Scraping a webpage’s list of linked files using wget
I want to apply some text analysis tools to explore questions around a set of trans podcast interviews. There’s a webpage that lists links to transcripts of these interviews, one link per podcast episode text file. Because there are many episodes (over a 100?), I don’t want to manually click each link to download the episode’s transcript file.
Instead, I followed a Programming Historian lesson by Ian Milligan about the command-line utility wget. The lesson helped me understand how to customize wget’s options so it downloads each transcript file for me into a convenient folder, without overloading the website’s servers.
Here’s the command I used (after installing a couple things that Milligan’s lesson walks you through):
wget -r -l 3 ––random-wait -w 10 --limit-rate=20k [URL of folder containing desired files to download]
That command consists of the tool name (wget), a bunch of options modifying how the tool downloads files, and the URL you want to be downloading from. The options I chose to fit my particular webpage of interest:
-r
says to follow links on the URL I provide to other links
-l 3
says to follow each link to 3 pages away from the initial URL I provided
-w 20
adds a 20 second wait between server requests
––random-wait
was in response to my initial wget attempts producing a “ERROR 429: Too Many Requests.” message and not downloading files; it varies the wait time by 0.5 to 1.5 times the length provided with the -w 10
option above
--limit-rate=20k
sets the maximum download speed to 20kb/s to be nice to the site’s bandwidth (initially tried -w 2; that allowed downloading of ~30 files then ran into 429 error again)
The files are now downloading in the background! My next step will be using another command-line utility, pandoc, to convert the transcript files from one file type (MS Word) to another file type friendlier to text analysis.
If you’re interested in automating downloads rather than manually clicking-saving a bunch, you might check out my post from 5(!) years ago on automating taking screenshots of webpages using a list of URLs (which I used to get a folder of screenshots of all my faved tweets).

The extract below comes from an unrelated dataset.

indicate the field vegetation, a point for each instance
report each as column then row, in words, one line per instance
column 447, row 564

If you’re interested but have never used the command line, Programming Historian has a peer-reviewed, free online tutorial aimed at humanities/cultural heritage folks who want to learn command line use. I highly recommend PH’s website; not only is every lesson created with communal care (author[s], editor, multiple reviewers), the lessons are aimed at humanities-ish folks (the things that might interest you, the things you might be excited to learn how to do with code), and the lessons are written in a very novice-friendly style (no assumptions you already know things; or the advanced lessons point you to the earlier lessons you’ll need to complete before you can comfortably follow them).